Let's say I have a collection with documents that looks like this (just simplified example, but it should show the scheme):
> db.data.find()
{ "_id" : ObjectId("4e9c1f27aa3dd60ee98282cf"), "type" : "A", "value" : 11 }
{ "_id" : ObjectId("4e9c1f33aa3dd60ee98282d0"), "type" : "A", "value" : 58 }
{ "_id" : ObjectId("4e9c1f40aa3dd60ee98282d1"), "type" : "B", "value" : 37 }
{ "_id" : ObjectId("4e9c1f50aa3dd60ee98282d2"), "type" : "B", "value" : 1 }
{ "_id" : ObjectId("4e9c1f56aa3dd60ee98282d3"), "type" : "A", "value" : 85 }
{ "_id" : ObjectId("4e9c1f5daa3dd60ee98282d4"), "type" : "B", "value" : 12 }
Now I need to collect some statistics on that collection. For example:
db.data.mapReduce(function(){
emit(this.type,this.value);
},function(key,values){
var total = 0;
for(i in values) {total+=values[i]};
return total;
},
{out:'stat'})
will collect totals in 'stat' collection.
> db.stat.find()
{ "_id" : "A", "value" : 154 }
{ "_id" : "B", "value" : 50 }
At this point everything is perfect, but I've stuck on the next move:
'data' collection is constantly updated with new data (old documents stays unchanged, only inserts, no updates)
I would like to periodically update 'stat' collection, but do not want to query the whole 'data' collection every time, so I choose to run incremental mapReduce
It may seems good to just update 'stat' collection on every insert in 'data' collection and do no use mapReduce, but the real case is more complex than this example and I would like to get statistics only on demand.
To do this I should be able to query only documents, that was added after my last mapReduce
As far as I understand I cannot rely on ObjectId property, just store the last one and later select every document with ObjectId > stored because ObjectId is not equal autoincrement ids in SQL databases (for example different shards will produce different ObjectIds).

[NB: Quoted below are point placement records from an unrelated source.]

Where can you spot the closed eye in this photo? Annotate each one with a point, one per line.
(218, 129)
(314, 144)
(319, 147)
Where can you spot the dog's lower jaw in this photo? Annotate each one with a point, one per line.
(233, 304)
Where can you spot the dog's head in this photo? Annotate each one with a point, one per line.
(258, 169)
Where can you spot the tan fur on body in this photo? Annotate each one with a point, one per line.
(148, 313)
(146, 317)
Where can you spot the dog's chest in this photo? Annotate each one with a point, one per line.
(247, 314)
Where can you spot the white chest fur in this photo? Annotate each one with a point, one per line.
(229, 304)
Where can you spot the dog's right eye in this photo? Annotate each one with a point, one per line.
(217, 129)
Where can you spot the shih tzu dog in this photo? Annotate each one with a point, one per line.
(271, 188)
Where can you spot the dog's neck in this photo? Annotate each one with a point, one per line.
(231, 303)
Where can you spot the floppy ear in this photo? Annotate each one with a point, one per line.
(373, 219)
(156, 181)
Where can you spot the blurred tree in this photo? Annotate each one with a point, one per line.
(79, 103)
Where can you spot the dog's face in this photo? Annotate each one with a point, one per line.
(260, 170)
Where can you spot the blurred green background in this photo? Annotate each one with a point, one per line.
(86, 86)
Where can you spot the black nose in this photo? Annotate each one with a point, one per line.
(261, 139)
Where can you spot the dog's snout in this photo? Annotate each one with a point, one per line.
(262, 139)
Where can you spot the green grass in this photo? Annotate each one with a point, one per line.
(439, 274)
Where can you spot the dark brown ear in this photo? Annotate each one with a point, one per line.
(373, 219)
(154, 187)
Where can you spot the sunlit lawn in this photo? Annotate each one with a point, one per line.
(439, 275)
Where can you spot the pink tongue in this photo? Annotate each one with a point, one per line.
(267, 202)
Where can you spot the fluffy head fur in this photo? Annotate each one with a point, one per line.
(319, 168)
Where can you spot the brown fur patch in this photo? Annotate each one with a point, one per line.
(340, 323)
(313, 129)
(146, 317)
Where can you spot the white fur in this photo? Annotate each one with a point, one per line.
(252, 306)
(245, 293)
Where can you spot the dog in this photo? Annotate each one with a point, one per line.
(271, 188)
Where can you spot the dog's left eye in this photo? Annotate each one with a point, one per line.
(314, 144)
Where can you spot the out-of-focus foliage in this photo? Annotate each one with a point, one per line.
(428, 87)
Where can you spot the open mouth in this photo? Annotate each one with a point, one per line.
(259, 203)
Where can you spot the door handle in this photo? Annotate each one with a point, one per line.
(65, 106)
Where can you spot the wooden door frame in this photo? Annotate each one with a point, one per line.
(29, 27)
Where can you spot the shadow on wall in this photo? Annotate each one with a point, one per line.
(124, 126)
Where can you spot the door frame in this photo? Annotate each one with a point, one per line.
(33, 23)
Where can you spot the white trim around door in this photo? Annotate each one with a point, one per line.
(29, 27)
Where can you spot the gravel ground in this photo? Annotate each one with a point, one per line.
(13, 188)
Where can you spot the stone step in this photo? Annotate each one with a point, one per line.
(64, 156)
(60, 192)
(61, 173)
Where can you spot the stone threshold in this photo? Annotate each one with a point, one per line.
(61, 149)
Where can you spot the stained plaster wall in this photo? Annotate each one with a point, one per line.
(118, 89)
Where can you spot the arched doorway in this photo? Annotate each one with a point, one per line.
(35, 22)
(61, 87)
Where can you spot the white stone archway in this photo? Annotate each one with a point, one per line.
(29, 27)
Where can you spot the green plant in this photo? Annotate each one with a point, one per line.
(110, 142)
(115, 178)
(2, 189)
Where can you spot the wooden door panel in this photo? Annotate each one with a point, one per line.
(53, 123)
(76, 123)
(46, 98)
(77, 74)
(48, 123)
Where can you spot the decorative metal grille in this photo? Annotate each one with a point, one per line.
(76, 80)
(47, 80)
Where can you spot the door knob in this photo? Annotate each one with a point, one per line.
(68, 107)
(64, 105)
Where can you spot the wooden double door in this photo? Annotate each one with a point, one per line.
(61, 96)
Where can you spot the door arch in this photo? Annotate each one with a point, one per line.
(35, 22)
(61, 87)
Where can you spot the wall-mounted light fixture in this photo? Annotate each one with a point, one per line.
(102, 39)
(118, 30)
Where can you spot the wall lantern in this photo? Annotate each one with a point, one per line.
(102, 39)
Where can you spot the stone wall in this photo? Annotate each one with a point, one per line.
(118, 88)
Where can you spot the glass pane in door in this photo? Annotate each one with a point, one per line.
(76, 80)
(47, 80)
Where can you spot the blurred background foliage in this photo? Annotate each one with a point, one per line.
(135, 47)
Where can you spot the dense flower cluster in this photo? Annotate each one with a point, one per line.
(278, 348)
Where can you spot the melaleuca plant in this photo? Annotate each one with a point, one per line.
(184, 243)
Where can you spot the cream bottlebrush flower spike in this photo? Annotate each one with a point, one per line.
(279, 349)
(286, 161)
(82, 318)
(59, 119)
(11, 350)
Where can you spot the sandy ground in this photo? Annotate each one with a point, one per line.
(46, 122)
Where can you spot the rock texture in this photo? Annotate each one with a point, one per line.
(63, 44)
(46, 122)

I can change ObjectId generator, but not sure how to do it better in sharded environment
So the question is:
Is it any way to select only documents, added after the last mapReduce to run incremental mapReduce or may be there is another strategy to update statistic data on constantly growing collection?
You can cache the time and use it as a barrier for your next incremental map-reduce.
We're testing this at work and it seems to be working. Correct me if I'm wrong, but you can't safely do map-reduce while an insert is happening across shards. The versions become inconsistent and your map-reduce operation will fail. (If you find a solution to this, please do let me know! :)
We use bulk-inserts instead, once every 5 minutes. Once all the bulk inserts are done, we run the map-reduce like this (in Python):
m = Code(<map function>)
r = Code(<reduce function>)
# pseudo code
end = last_time + 5 minutes
# Use time and optionally any other keys you need here
q = bson.SON([("date" : {"$gte" : last_time, "$lt" : end})])
collection.map_reduce(m, r, out=out={"reduce": <output_collection>}, query=q)
Note that we used reduce and not merge, because we don't want to override what we had before; we want to combine the old results and the new result with the same reduce function.
You can get just the time portion of the ID using _id.getTime() (from: http://api.mongodb.org/java/2.6/org/bson/types/ObjectId.html). That should be sortable across all shards.
EDIT: Sorry, that was the java docs... The JS version appears to be _id.generation_time.in_time_zone(Time.zone), from http://mongotips.com/b/a-few-objectid-tricks/
I wrote up a complete pymongo-based solution that uses incremental map-reduce and caches the time, and expects to run in a cron job. It locks itself so two can't run concurrently:
https://gist.github.com/2233072
""" This method performs an incremental map-reduce on any new data in 'source_table_name'
into 'target_table_name'. It can be run in a cron job, for instance, and on each execution will
process only the new, unprocessed records.
The set of data to be processed incrementally is determined non-invasively (meaning the source table is not
written to) by using the queued_date field 'source_queued_date_field_name'. When a record is ready to be processed,
simply set its queued_date (which should be indexed for efficiency). When incremental_map_reduce() is run, any documents
with queued_dates between the counter in 'counter_key' and 'max_datetime' will be map/reduced.
If reset is True, it will drop 'target_table_name' before starting.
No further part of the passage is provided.